Opinion
Case No. 99-0679-CV-W-HFS.
September 27, 2005
MEMORANDUM AND OPINION
Non-party Delta Mechanical, Inc. filed a motion to enforce the class action settlement agreement in this case. Defendants Rheem Manufacturing Company, American Water Heater Company, Bradford White Corporation, A.O. Smith Corporation, Lochnivar Corporation, and State Industries, Inc. (the Settling Defendants) opposed the motion, arguing that Delta did not have standing to move for enforcement of the settlement agreement because it is not party in this action and did not seek to intervene in this action. Then Delta filed a motion to treat its motion to enforce the class action settlement agreement as a motion to intervene. For the reasons set forth below, the court will grant Delta's motion to treat its motion to enforce the settlement agreement as a motion to intervene; Delta's motion to enforce, construed as a motion to intervene, will be denied.
I. Background
Delta seeks to enforce the class action settlement agreement entered into by plaintiffs, individually and on behalf of the plaintiffs' class, and the Settling Defendants on September 10, 1999. The settlement agreement received the court's final approval on May 1, 2000. The class was defined as "all persons throughout the United States who own a water heater manufactured by a Tank Manufacturer [Settling Defendants] containing a Subject Dip Tube or who owned such a heater and suffered damages." Under the settlement agreement, class members who owned a water heater with a subject dip tube but who had not incurred related out-of-pocket expenses were eligible for replacement of the dip tubes. The claims procedure required each class member to submit a completed, timely and valid Proof of Claim to the Claims Administrator, who (after verifying the claim for eligibility) would send the class member a redemption certificate. The deadline for submission of Proofs of Claim was December 31, 2000. Redemption certificates had to be redeemed within 6 months of their receipt and were accompanied by a list of approved plumbers. Each class member was to present the redemption certificate to an approved plumber, who would perform the necessary work and then submit the redemption certificate and the subject dip tube (or its remains) to the Claims Administrator for reimbursement.

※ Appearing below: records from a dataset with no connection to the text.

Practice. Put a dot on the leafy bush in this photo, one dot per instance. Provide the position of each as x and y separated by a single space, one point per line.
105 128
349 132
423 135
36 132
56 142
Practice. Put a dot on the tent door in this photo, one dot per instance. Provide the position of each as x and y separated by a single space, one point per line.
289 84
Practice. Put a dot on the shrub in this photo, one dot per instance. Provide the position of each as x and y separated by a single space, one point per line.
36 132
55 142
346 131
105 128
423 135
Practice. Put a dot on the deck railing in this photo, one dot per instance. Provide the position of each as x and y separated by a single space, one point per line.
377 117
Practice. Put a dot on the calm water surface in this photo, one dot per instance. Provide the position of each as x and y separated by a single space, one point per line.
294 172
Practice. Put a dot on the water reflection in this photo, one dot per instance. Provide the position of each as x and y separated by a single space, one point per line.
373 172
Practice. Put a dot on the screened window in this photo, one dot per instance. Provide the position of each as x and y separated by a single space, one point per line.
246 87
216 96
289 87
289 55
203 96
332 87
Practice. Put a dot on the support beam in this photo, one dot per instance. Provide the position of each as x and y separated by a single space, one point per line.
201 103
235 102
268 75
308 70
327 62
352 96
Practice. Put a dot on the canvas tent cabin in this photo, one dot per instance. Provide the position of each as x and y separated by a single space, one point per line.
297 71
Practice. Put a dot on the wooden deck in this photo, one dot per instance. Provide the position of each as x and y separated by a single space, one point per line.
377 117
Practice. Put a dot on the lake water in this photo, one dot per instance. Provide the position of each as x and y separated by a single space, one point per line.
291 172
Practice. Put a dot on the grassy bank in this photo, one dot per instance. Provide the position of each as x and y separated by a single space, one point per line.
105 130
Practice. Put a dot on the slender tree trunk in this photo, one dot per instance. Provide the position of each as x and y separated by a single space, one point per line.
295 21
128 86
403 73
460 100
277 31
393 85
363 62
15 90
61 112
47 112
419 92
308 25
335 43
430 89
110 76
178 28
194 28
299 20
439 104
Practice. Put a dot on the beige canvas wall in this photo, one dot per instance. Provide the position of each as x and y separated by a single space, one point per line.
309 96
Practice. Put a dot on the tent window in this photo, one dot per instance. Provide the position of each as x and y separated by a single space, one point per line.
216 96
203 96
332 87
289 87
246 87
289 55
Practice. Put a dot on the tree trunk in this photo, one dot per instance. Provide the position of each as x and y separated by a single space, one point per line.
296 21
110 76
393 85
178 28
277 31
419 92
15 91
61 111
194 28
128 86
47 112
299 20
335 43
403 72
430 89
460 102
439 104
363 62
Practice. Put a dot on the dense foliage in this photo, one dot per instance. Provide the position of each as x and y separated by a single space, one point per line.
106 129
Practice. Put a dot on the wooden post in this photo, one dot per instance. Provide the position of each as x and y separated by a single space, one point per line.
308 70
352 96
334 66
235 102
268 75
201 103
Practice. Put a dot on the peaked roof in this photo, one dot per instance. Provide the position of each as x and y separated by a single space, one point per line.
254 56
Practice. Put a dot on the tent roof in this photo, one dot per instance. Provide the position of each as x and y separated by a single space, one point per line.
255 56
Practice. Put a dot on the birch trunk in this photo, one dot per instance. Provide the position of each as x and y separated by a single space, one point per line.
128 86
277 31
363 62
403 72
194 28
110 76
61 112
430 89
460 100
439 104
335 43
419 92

Delta was one of a network of plumbing contractors authorized to do the dip tube replacement work under the settlement agreement. Delta apparently performed the dip tube replacement work for a large number of customers from January 2000 through December 2001. Delta asserts that many of its customers had submitted Proofs of Claim but never received redemption certificates from the Claims Administrator. Delta acknowledges that by December 2001, it had performed dip tube replacement work for 3,997 customers without redemption certificates; most of that work was completed by June 30, 2001. Subsequently, Delta requested reimbursement of nearly $500,000 from the Claims Administrator, but the reimbursement requests were denied because they did not include the required redemption certificates. Delta asserts that the Claims Administrator created the problem by failing to send redemption certificates to eligible class members, and that the Settling Defendants should not be allowed to avoid reimbursement by pointing to the absence of certificates that were never sent. The Settling Defendants contend that Delta has not demonstrated that the customers in question submitted timely and valid Proofs of Claim, that they were eligible to receive redemption certificates, and that they did not receive such certificates from the Claims Administrator.
According to the Settling Defendants, at some point the Claims Administrator expelled Delta from the settlement program for "improper conduct."

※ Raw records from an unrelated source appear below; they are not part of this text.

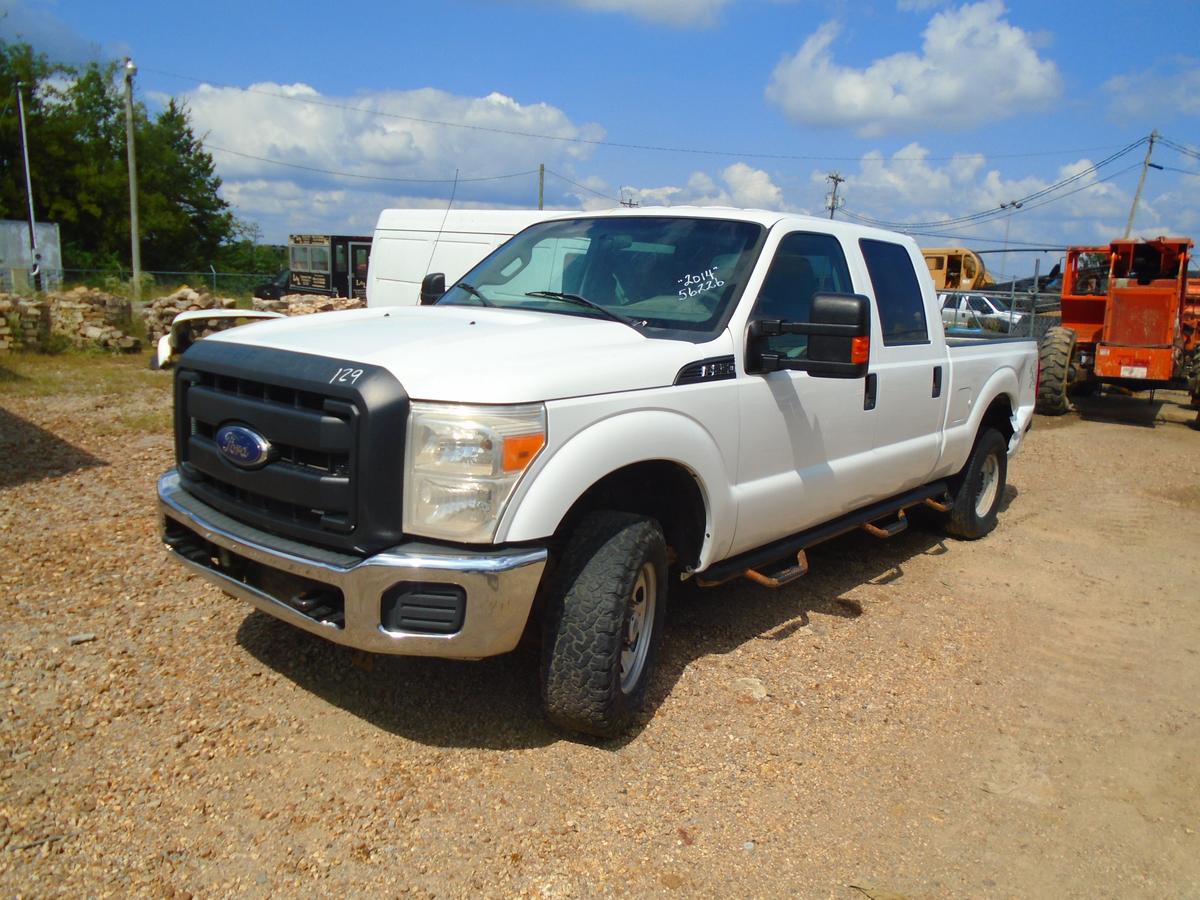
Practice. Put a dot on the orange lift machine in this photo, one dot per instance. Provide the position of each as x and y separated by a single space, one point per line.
1128 319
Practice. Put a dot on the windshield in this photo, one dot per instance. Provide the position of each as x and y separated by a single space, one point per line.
665 276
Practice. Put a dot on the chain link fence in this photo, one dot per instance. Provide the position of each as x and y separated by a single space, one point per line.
157 283
1015 313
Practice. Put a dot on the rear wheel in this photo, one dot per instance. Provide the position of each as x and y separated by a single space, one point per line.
979 487
604 624
1054 359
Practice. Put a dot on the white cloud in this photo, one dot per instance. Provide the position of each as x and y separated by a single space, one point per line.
973 67
910 187
678 13
738 185
389 135
1169 90
41 28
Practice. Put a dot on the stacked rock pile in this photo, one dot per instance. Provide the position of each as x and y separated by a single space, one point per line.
83 317
161 312
306 304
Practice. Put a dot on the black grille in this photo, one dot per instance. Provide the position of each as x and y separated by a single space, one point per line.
324 438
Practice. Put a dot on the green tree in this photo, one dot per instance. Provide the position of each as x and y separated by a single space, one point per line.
76 126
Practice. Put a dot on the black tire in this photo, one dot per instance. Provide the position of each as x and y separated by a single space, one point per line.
592 678
979 489
1055 351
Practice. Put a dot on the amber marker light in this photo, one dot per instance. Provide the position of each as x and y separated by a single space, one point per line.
520 450
859 349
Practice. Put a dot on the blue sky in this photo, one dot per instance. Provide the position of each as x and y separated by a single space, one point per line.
931 111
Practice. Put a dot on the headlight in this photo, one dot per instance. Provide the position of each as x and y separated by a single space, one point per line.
462 463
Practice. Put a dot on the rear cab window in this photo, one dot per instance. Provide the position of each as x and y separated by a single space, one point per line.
898 294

The Settling Defendants note that Delta was capable of complying with the terms of the settlement agreement. In one letter seeking reimbursement, Delta asserted that it had received more than $3 million by properly redeeming nearly 24,000 redemption certificates. Motion to Enforce, Ex. 8.
The record does not reflect when Delta made its original reimbursement request or requests with regard to work done for customers without redemption certificates. Delta engaged a collection agency, which pursued payment from the Claims Administrator for some of Delta's reimbursement claims, as documented by correspondence from December 3, 2001 through May 9, 2002. On February 10, 2003, Delta's counsel sent a letter to counsel for the Settling Defendants about getting reimbursed. Later, Delta's counsel corresponded on and off with counsel for the Claims Administrator company from June 18, 2003 through January 6, 2004. (An August 12, 2003 letter from the Claims Administrator's counsel informed Delta that the settlement fund "has been exhausted.")
Delta attached various "Not Paid Lists" to its motion to enforce that identify customers Delta claims to have provided service to, their addresses, and the charges for service. These lists do not constitute proof that the customers were class members who followed the required procedures to receive benefits.
On April 15, 2004, Delta filed a motion to enforce the class action settlement agreement. After the Settling Defendants questioned Delta's standing to bring such a motion, Delta filed a motion to treat its motion to enforce the settlement agreement as a motion to intervene.
II. Analysis
Jurisdiction
At the outset, the court notes that (absent intervention) it does not have jurisdiction to hear non-party Delta's motion to enforce the settlement agreement. In the court's Final Judgment in this case, it "reserve[d] exclusive and continuing jurisdiction over this Action and the Settling Parties, including all members of the Class, for the purposes of: (a) supervising the implementation, enforcement, construction, and interpretation of the Settlement Agreement. . . ." Delta is neither a party nor a class member.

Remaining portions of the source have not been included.